In the instant case as in Ex parte Bigelow and Ex parte Hans Nielsen, Petitioner, the objection to the second conviction was based upon the constitutional guarantee against double jeopardy. It does not appear clearly in the record under Information *245 No. 2 whether the trial court sustained a demurrer to the plea of former jeopardy or simply refused to consider it. The petitioner alleges merely that she urged upon the Police Court that she could not again be placed in jeopardy for the same offense and further alleges: "Nevertheless, the said Police Court directed the clerk of the said Court to enter a plea of not guilty for your petitioner, upon the record of the said Court, to which ruling your petitioner duly noted an exception." But if the Police Judge did not pass upon the plea, his refusal to do so was equivalent to holding that it was insufficient as a matter of law. Ex parte Hans Nielsen, Petitioner, clearly holds that such a holding may be attacked by habeas corpus. The appellee attempts to distinguish Ex parte Hans Nielsen, Petitioner, saying that there "double jeopardy was conclusively established by a prior judgment of conviction, the imposition of sentence and the execution of that sentence. In this [the instant] case, as in the Bigelow case, the question of whether jeopardy had attached in the former proceeding was a question of fact to be determined by the trial court." But this is not true in respect of the instant case since, as we have just pointed out, the action of the Police Judge was the equivalent of a ruling that the appellant's plea was insufficient as a matter of law. Whether this is true also of Ex parte Bigelow does not appear in the statement of that case.

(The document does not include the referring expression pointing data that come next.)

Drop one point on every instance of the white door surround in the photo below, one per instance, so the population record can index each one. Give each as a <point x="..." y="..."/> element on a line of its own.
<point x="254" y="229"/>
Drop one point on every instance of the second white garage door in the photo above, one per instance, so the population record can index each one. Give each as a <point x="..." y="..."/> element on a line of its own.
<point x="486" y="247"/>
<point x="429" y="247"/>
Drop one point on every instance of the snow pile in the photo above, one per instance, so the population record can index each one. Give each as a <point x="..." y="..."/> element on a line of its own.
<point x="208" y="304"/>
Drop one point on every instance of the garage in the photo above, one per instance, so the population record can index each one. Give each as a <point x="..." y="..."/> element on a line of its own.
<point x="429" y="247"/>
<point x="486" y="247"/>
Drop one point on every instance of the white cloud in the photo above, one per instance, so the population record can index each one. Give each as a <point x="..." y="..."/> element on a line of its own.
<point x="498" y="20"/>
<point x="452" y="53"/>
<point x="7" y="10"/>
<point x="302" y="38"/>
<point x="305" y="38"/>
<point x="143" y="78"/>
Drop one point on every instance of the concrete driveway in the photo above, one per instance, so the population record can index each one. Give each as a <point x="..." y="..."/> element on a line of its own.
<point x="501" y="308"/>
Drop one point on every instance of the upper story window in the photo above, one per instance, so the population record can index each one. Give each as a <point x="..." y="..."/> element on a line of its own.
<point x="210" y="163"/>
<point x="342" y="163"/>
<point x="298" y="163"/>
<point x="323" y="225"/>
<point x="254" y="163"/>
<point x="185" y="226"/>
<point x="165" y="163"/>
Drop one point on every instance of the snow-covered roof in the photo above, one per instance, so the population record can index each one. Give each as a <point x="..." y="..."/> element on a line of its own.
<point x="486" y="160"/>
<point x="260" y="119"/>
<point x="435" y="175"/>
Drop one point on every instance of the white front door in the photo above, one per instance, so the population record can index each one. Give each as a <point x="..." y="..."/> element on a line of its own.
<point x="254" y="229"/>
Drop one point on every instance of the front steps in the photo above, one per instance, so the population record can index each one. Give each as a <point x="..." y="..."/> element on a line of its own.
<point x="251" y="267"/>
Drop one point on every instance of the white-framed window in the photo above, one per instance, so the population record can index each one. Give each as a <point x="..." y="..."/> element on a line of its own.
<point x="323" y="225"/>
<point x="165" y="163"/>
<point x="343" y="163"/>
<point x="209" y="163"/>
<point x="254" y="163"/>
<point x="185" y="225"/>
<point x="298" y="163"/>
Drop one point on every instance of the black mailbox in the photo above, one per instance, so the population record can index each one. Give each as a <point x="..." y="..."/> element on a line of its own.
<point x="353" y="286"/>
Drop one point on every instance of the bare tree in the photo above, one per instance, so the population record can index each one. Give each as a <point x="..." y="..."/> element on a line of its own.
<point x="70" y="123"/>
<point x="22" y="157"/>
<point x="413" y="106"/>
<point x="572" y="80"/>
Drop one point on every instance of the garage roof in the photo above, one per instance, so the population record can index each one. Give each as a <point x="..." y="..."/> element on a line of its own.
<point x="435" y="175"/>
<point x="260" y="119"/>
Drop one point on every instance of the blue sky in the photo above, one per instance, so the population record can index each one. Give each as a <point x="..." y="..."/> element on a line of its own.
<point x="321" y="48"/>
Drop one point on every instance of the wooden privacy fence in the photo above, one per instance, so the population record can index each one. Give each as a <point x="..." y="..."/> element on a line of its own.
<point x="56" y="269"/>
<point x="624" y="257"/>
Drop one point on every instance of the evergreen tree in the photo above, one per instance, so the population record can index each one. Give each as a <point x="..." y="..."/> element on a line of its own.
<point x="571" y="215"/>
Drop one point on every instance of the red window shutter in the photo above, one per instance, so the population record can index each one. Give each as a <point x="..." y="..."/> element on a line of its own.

The appellee appears also to urge a distinction between Ex parte Hans Nielsen, Petitioner, on the one hand and Ex parte Bigelow and the instant case on the other, in that in Ex parte Hans Nielsen, Petitioner, the first proceeding had terminated in a judgment of conviction; whereas in Ex parte Bigelow and in the instant case it had not. But "The prohibition is not against being twice punished, but against being twice put in jeopardy; and the accused, whether convicted or acquitted, is equally put in jeopardy at the first trial." United States v. Ball, 1896, 163 U.S. 662, 669, 16 S. Ct. 1192, 41 L. Ed. 300; see Kepner v. United States, 1904, 195 U.S. 100, 129, 24 S. Ct. 797, 49 L. Ed. 114, 1 Ann.Cas. 655.

We conclude that the allegations of the petition in the instant case were, if proved, sufficient to entitle the appellant to the relief asked. The court should therefore have heard evidence on the issues raised upon the pleadings. The order of the District Court is therefore

Reversed and the case remanded for further proceedings in accordance with this opinion.

NOTES

[1] Clawans v. District of Columbia, 1937, 67 App.D.C. 58, 89 F.2d 802.

[2] 1937, 301 U.S. 692, 57 S. Ct. 794, 81 L. Ed. 1348.

[3] 1937, 301 U.S. 715, 57 S. Ct. 936, 81 L. Ed. 1366.

[4] The phrase "life or limb" has not been construed strictly; it applies to any criminal penalty. Ex parte Lange, 1873, 18 Wall. 163, 21 L. Ed. 872.

[5] This rule is of course subject to the qualifications discussed in Pratt v. United States, 70 App.D.C. 7, 102 F.2d 275, decided by this Court on February 20, 1939.

[6] Ex parte Bigelow was cited also in Carter v. McClaughry, 1902, 183 U.S. 365, 388, 22 S. Ct. 181, 46 L. Ed. 236. In that case the issue whether habeas corpus was a proper remedy was raised but not decided, the case going off on other grounds.

[7] But see L. Hand, J., dissenting, in Ex parte Craig, 2 Cir., 1922, 282 F. 138, 156.